I thought there was no block chain? I'm still confused about how wallets and transactions are secured. Could you dumb it down into a YouTube video?
I was actually considering doing a power point presentation or two. There isn't a block chain like bitcoin, but there is still a chain that keeps an ordered version of events and allows newer transaction blocks to verify older transaction blocks.
It might help to imagine the first transaction block and go from there. The first consensus block will be a file written by hand.
Transaction Block 1:
{
consensus block 1 hash,
<all transaction data in this 10 second window>
}
One peer is selected to put TB 1 together and then pass this data around to the rest of the network. Each TradeNet group will then have a peer collect and aggregate digital signatures together so that 1 signature can verify that the whole tradenet group signed it (or most of it).
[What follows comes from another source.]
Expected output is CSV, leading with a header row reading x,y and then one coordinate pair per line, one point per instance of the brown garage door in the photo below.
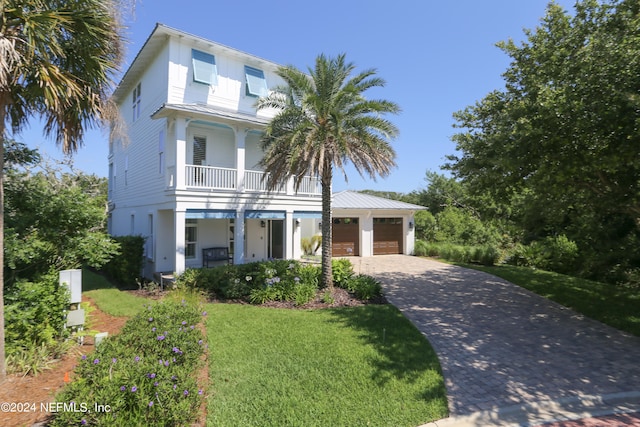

This data is then sent around as a signature block.
Transaction Block 2:
{
transaction block 1 hash,
<all tx data for this 10 second window>
<all signature blocks for tx block 1>
}
After enough transaction blocks have passed that it is time for a new consensus block, the peer in charge of creating the next transaction block will include a hash of the new consensus block based on adding all of the data up since the last consensus block
Transaction Block 8,730:
{
consensus block 2 hash
transaction block 8,729 hash
<all tx data for this 10 second window>
<all signature blocks for tx block 8,729>
}
The consensus block 2 hash contains all the data changed in the last 8,730 transaction blocks. Once it is approved in the next TB:
Transaction block 8,731:
{
transaction block 8,730 hash (including CB 2)
<tx data>
<sig data for 8,730>
}
Assuming the signature block data equals more than 50% of the
MCR, a new peer joining the network can get the CB 2 data plus the signature blocks in TB 8,731 to prove that more than 50% of the reputation agreed that CB 2 is correct. Even if 100,000 tradenet peers signed the CB, the total data is 4 bytes per peer (to identify the signing peers based on their
wallet number) + 40 bytes per tradenet group (# of TNGs is currently the cube root of peers) for the aggregate signature, plus the CB data which is mostly just hashes of other data that is available on request.
At 100k peers there will be 46 tradenet groups, so 400,000 bytes + 1,840 bytes + CB (probably a couple kb) + 46 signature verifications = absolutely reliable consensus block data. And this is all that ever needs to be sent to a new peer (well they would also need the wallet number block and reputation block if they don't already have it). Anyone can request specific data as necessary from tradenet peers or cloudnet peers (which are just regular peers that are keeping up with all the blocks too).
Since 400kbytes is a lot to send around to every peer every 10 seconds, I might have it so that tradenet groups only sign every 10th or 100th or whatever tx block. Anyone in the tradenet or cloudnet can still verify valid transactions within about 10 seconds, but they won't be "rock solid" until the signatures come in. But also, for regular tx blocks, less than 50% of the total sigs will ever be required because the peer collecting the signatures only needs to get about half of the reputation (and since some peers have higher reputation they have higher weight, less sigs would be required unless those are offline) so even with 100k tradenet peers we're still looking at around a measly 150kb or so every 10 seconds or 15kb/s. 4,000 simple transactions per second (70 bytes) is about 275kb/s so 290kb/s times roughly 50% of connected nodes which would probably be around 100, or times 50 for half. So (call it 300 for additional data) 300x50 is 15MB/s or a 120Mbit connection required, which is currently within the realm of available consumer bandwidth. CURRENTLY. And there is no requirement to store all that data, just the last few days or months worth, so storage implications are moot.